On October 12th, 2009, United States Secretary of Energy Steven Chu wrote a letter to his international colleagues calling for swift action in curbing climate change through carbon capture and sequestration. He wrote, “[W]e must make it our goal to advance carbon capture and storage technology to the point where widespread, affordable deployment can begin in 8 to 10 years.” Chu concluded by stating that “[w]hile the challenge we face is enormous,… scientific innovation can provide the answers we need. This is an aggressive goal, but the climate problem compels us to act with fierce urgency.”

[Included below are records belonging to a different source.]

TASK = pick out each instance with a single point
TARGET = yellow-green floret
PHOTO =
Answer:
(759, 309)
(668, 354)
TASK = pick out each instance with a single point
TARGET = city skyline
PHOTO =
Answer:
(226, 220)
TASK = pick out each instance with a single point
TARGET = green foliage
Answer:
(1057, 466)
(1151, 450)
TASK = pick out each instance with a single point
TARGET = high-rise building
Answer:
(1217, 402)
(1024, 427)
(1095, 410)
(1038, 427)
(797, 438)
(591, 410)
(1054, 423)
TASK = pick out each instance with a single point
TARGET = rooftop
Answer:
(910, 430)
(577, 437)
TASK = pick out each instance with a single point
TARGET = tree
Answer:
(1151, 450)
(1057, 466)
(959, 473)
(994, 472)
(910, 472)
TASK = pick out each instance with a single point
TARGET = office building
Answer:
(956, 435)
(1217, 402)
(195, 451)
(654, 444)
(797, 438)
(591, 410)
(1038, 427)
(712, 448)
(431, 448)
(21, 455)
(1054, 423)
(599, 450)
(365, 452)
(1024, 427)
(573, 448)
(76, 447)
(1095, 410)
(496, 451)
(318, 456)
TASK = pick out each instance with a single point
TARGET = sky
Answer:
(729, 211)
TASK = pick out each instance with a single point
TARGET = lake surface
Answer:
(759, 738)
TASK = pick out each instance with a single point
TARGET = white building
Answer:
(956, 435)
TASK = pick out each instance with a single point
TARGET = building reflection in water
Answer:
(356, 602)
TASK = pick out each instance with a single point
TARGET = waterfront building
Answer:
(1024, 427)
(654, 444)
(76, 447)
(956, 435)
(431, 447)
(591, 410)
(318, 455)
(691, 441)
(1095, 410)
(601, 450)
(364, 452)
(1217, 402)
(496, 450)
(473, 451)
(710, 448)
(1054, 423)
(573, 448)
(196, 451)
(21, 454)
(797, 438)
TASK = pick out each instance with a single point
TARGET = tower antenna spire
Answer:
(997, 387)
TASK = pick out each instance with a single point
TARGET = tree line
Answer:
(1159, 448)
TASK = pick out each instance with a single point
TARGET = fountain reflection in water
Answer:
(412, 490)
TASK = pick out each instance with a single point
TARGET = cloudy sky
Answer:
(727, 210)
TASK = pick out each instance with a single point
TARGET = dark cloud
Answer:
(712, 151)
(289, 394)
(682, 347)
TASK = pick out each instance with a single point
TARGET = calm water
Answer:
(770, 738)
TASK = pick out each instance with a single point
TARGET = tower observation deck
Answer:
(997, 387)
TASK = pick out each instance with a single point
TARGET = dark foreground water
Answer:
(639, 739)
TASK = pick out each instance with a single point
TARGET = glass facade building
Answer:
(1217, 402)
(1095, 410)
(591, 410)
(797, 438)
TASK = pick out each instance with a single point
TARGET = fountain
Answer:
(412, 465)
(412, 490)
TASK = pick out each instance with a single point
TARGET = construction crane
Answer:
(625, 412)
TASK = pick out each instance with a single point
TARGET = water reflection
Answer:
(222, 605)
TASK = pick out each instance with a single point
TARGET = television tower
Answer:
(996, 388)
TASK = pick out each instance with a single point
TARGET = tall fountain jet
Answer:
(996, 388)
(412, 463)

The factors necessitating change are all converging at one time–population growth, and the growth of industrialized societies throughout the world, increased carbon dioxide (“CO2”) emissions causing global warming. This combination of forces is leading to certain and powerful change. As John Holdren, Director of the White House Office of Science and Technology Policy and onetime President of the American Association for the Advancement of Science, noted:
[B]ased on an immense edifice of painstaking studies published in the world’s leading peer-reviewed scientific journals, [the following are] conclusions about global climatic disruption-that it’s real, that it’s accelerating, that it’s already doing significant harm, that human activities are responsible for most of it, that tipping points into really catastrophic disruption likely lurk along the ‘business as usual’ trajectory, and that there is much that could be done to reduce the danger at an affordable cost if only we would get started….
As our world stands at the precipice of change and injury, a combination of different mechanisms will be necessary to stop it from rapidly continuing down the path toward destruction. Carbon capture and geologic sequestration (“CCS”) is a strategy that will likely be utilized, along with others, to change the world’s present course.

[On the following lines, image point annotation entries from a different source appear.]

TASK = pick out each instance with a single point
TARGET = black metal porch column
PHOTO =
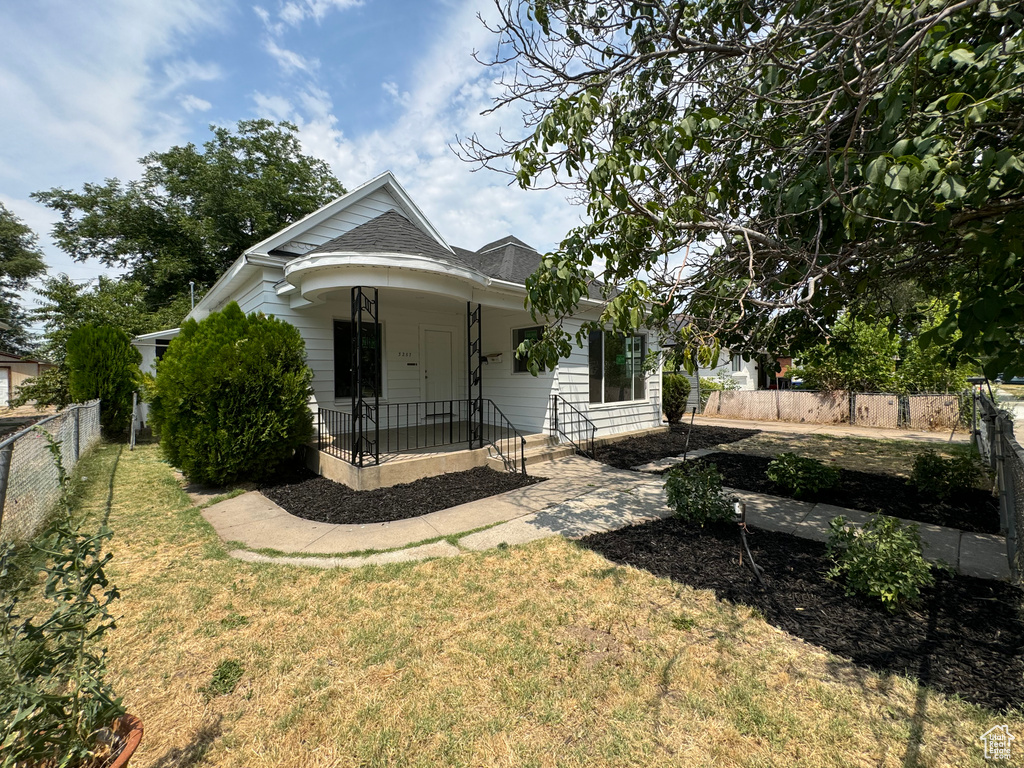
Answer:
(366, 424)
(474, 371)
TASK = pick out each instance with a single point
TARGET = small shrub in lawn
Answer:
(694, 491)
(676, 390)
(940, 477)
(801, 476)
(882, 559)
(230, 397)
(225, 678)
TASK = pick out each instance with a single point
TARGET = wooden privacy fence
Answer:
(928, 412)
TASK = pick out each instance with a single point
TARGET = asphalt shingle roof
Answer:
(389, 232)
(509, 258)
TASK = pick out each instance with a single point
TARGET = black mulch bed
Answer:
(639, 451)
(971, 510)
(306, 495)
(965, 637)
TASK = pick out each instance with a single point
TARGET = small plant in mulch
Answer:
(882, 559)
(225, 678)
(940, 478)
(694, 491)
(800, 476)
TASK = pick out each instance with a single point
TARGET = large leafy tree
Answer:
(20, 260)
(195, 210)
(751, 169)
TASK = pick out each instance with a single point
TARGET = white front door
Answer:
(437, 365)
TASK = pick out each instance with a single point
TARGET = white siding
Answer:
(745, 378)
(573, 385)
(523, 398)
(369, 208)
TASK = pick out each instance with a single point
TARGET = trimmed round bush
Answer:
(676, 391)
(882, 560)
(694, 491)
(802, 476)
(230, 397)
(102, 364)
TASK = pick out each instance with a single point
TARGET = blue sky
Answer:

Make no mistake, CCS is just one piece of the puzzle necessary to avoiding the looming disaster in our planet’s future. But, especially in the short term, it could be a critical piece of that puzzle. The American Clean Energy and Security Act of 2009, recently passed by the House and currently being considered by the Senate, would support Secretary Chu’s request nationally by pledging investments in CCS technology and directing the Environmental Protection Agency (“EPA”) to create a comprehensive strategy for its implementation. As Chu noted, such a program will have to be implemented quickly and on a large scale. If the United States follows its own call for action, there will be a need for a national CCS program in order to create the necessary infrastructure and regulations quickly and effectively. This Comment, while designed to specifically address eminent-domain issues, suggest a fresh legal perspective on CCS for the EPA to utilize in fulfilling the likely forthcoming congressional mandate to create a comprehensive strategy for a national CCS program.